Since I just painted a leaf and didn’t feel like painting one again yet, for today’s prompt of “plants” we have some grapes on the vine. Grapes are a personal favorite of mine, not only in their raw form, but also because they’re the primary ingredient in the wine I’m about to drink. Actually, on second thought, since it’s Saturday evening, I think I’ll go ahead and pour a glass right now. Be right back… Okay, that’s better. So, grapes, eh? The first thing that comes to mind beyond this wine is the Aesop’s fable about a fox and some grapes. The fox sees them on a high vine, thinks they’d quench his thirst, but after several failed attempts gets pissed and prounounces them sour. That’s the gist anyway, and why when someone acts like they don’t really want something they can’t have, we say “it’s just sour grapes.” That’s not a particulary positive fable, I know, but any story like this with a fox in it always ends up that way. Aesop apparently thought foxes were naughty.

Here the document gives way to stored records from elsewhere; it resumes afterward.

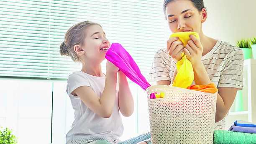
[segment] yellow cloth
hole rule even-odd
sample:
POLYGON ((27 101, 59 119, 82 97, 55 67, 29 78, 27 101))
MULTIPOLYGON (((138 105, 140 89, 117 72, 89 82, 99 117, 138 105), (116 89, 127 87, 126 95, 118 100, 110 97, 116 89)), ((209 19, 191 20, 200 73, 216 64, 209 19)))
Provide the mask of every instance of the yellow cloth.
POLYGON ((188 86, 187 89, 212 94, 215 94, 218 92, 218 89, 213 83, 205 85, 192 85, 188 86))
MULTIPOLYGON (((198 40, 200 40, 198 34, 193 32, 174 33, 171 35, 170 38, 179 37, 179 39, 178 40, 182 41, 183 45, 185 46, 187 45, 187 42, 191 40, 189 36, 190 35, 195 35, 198 40)), ((186 89, 191 84, 194 80, 194 72, 192 64, 187 59, 187 57, 184 52, 182 53, 181 57, 182 58, 181 60, 177 62, 176 64, 178 73, 175 77, 172 86, 186 89)))
POLYGON ((156 99, 164 98, 164 92, 160 92, 160 94, 155 94, 155 96, 156 99))

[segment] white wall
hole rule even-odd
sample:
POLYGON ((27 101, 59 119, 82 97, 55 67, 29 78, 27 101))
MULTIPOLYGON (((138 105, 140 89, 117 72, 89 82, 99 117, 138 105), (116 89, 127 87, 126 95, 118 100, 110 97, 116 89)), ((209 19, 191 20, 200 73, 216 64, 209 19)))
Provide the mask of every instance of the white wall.
POLYGON ((256 36, 256 0, 204 0, 208 12, 202 29, 206 35, 233 45, 256 36))

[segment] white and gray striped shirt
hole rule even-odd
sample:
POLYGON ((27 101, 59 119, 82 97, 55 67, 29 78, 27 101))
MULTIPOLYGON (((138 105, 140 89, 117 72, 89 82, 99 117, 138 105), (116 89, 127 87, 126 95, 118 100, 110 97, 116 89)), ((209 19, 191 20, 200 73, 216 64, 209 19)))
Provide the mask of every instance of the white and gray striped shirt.
MULTIPOLYGON (((243 89, 243 55, 241 49, 219 39, 212 50, 202 57, 202 61, 211 81, 217 88, 243 89)), ((171 81, 176 65, 166 48, 159 50, 154 56, 148 82, 154 85, 160 80, 171 81)), ((195 84, 194 81, 192 84, 195 84)), ((225 130, 227 115, 215 123, 215 130, 225 130)))

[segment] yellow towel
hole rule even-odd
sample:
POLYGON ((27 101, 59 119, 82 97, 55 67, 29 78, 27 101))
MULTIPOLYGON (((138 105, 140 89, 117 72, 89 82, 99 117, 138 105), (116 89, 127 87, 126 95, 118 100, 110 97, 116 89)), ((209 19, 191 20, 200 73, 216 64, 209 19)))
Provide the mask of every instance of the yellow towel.
MULTIPOLYGON (((170 38, 179 37, 179 39, 178 40, 182 41, 183 45, 185 46, 187 45, 187 42, 191 40, 189 36, 190 35, 195 35, 198 40, 200 40, 198 34, 193 32, 174 33, 171 35, 170 38)), ((184 52, 182 53, 181 57, 182 58, 181 60, 176 64, 178 73, 175 78, 172 86, 186 89, 187 87, 191 84, 194 80, 194 72, 192 64, 187 59, 187 57, 184 52)))

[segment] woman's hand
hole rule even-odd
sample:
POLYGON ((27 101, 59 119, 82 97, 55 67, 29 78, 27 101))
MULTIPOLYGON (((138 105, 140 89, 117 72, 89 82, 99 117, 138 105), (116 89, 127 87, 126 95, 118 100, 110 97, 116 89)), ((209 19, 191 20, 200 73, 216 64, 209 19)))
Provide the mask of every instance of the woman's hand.
POLYGON ((173 37, 167 41, 167 51, 176 62, 181 60, 181 54, 185 47, 182 45, 182 42, 177 41, 178 40, 179 37, 173 37))
POLYGON ((202 63, 203 47, 199 40, 195 35, 190 35, 189 37, 191 40, 187 42, 188 45, 185 46, 183 51, 193 67, 195 67, 197 65, 202 63))

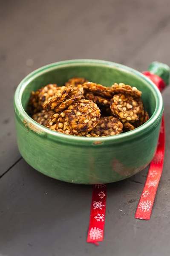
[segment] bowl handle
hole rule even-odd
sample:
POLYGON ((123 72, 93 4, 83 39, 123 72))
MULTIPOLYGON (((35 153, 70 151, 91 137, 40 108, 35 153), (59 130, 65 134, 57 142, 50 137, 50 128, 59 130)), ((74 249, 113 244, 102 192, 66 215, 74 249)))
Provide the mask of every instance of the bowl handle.
POLYGON ((170 81, 170 68, 166 64, 154 61, 148 68, 148 70, 142 72, 154 83, 161 91, 170 81))

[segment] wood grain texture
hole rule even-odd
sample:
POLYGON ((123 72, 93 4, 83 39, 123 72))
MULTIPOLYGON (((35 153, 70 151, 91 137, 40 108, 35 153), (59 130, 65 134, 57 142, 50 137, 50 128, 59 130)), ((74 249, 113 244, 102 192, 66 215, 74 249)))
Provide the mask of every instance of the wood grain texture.
MULTIPOLYGON (((153 60, 170 64, 169 0, 2 2, 1 174, 20 157, 14 91, 35 68, 85 58, 122 63, 140 71, 153 60)), ((92 188, 48 178, 22 160, 0 180, 0 254, 169 256, 170 88, 163 96, 165 161, 149 222, 134 218, 145 169, 108 185, 104 241, 98 247, 87 244, 92 188)))
POLYGON ((1 179, 1 253, 12 256, 168 256, 170 183, 167 158, 149 222, 134 218, 147 169, 108 185, 105 238, 98 248, 86 243, 91 186, 53 180, 22 160, 1 179))
MULTIPOLYGON (((170 3, 169 0, 49 0, 43 4, 40 0, 16 0, 14 4, 3 2, 0 175, 20 157, 12 98, 22 79, 43 65, 72 58, 128 64, 164 28, 169 18, 170 3), (159 15, 156 17, 156 13, 159 15)), ((150 61, 154 54, 150 55, 150 61)), ((143 55, 140 58, 143 59, 143 55)), ((135 66, 138 68, 135 63, 135 66)))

But it’s interesting to think about the concept of sour grapes. I’ve definitely been guilty of dismissing the lavish life of a celebrity as “too much trouble and not worth it in the end.” This, of course, translates to, “damn, I wish I had that much money!” Typically, I try instead to think in terms of sweet grapes. When there’s something I want that feels unattainable, I just keep on dreaming about it like it might actually happen someday. This habit of the assuming the best instead of the worst doesn’t always work out well. I’m often disappointed by the things that didn’t happen, but I’m so busy dreaming of the next things that might happen I tend to get distracted before I could ever be sad about it. The possibilities in life always seem to enthrall me. And, truly, anything is indeed possible, it’s just that most things are highly unlikely. But that’s no reason to stop trying to achieve them. The fox simply gave up too soon.
So, in my story, the fox sees a lovely bunch of grapes hanging above him and after several failed attempts says, “Those grapes look really sweet, it’s probably worth trying again tomorrow.” Or something like that, written with more panache and not a glass of wine in my hand. It’s still short and sweet in its telling, but it’s a story that doesn’t end quite as abruptly. In fact, it could well be a story that doesn’t end at all. The fox has instead committed to continuing to try to get exactly what he wants each day. The moral, in this one, would be that you should never give up on your dreams no matter how unattainable they seem. A much better story to teach children than one that ends so sour. Though maybe we cast a turtle instead. Aesop seems to think them nicer. At any rate, this way, if we see someone who’s achieved something amazing, rather than feeling jealous, we could instead happily cheer them on. Or we might simply smile knowingly and turn to the person next us and say, “It’s not really so impossible, it’s just sweet grapes.”